A circus owner advertises for a lion tamer. Two people show up to be interviewed.

One is a good looking older man in his mid-sixties and the other is 
a gorgeous blonde in her late 20s.

The circus owner tells them, "I'm not going to sugar coat it. This is one
ferocious lion. He ate my last tamer so you had better be good or you'll be
history. Here's your equipment -- chair, whip and a gun. Who wants to try
out first?"

The girl says, "I'll go first."

She walks past the chair, the whip and the gun and steps right into the
lion's cage. The lion starts to snarl and pant and begins to charge towards her.

About half way there, she throws open her coat revealing her beautiful
naked body. The lion stops dead in his tracks, sheepishly crawls up to her and starts licking her feet and ankles. He continues to lick and kiss her
all over for several minutes and then rests his head at her feet.
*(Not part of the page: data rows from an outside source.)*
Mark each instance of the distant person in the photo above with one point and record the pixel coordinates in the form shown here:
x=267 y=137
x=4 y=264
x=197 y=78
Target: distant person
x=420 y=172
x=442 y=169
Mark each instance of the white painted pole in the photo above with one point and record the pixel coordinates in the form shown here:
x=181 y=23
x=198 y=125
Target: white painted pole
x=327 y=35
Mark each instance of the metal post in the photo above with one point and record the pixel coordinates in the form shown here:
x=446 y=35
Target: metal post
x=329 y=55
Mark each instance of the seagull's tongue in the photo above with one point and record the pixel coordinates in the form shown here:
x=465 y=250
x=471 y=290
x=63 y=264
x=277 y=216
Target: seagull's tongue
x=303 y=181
The circus owner can't believe it. He says, "I've never seen a
display like that in my life."

He then turns to the older man and asks, "Can you top that?"

The older man replies, "No problem, just get that lion out of the way."


----------



## SPECSMAN (Oct 11, 2016)

Reminds me of...........

Bloke goes for a job as a lion tamer.....

"It's easy really" said the ring master, "the lions are so highly trained, so long as you hold on to the chair and don't drop the whip, they will just do the routine and make you look fantastic!, Just frown a bit and crack the whip and you'll be fine!"

"But what if I drop the whip?" asked the applicant.

" It's not the end of the world" said the ring master "wave the chair more, don't break eye contact with the lions, keep low and back slowly to the door, escape and get a replacement whip".

"Great" replied the applicant "but if I dropped the whip and the chair, what would I do then?"

"Very unlikely" assured the ring master "but you are in severe danger if this were to happen; you would have to immediately crouch down to avoid posing a challenging stance, shuffle backwards closer to the door, grab some shit from behind you, throw it into the lions eyes, thus making them temporarily blind, and make your escape!"

"What if there's no shit?" asked the applicant.

"Don't worry, there will be plenty!"


----------



## Hoggy (May 8, 2002)

:lol: :lol: :lol: 
Hoggy.


----------



## MarksBlackTT (Nov 29, 2016)

:lol: :lol: :lol:


----------



## j8keith (Jun 26, 2009)

:lol:


----------



## YELLOW_TT (Feb 25, 2004)

:lol: :lol:


----------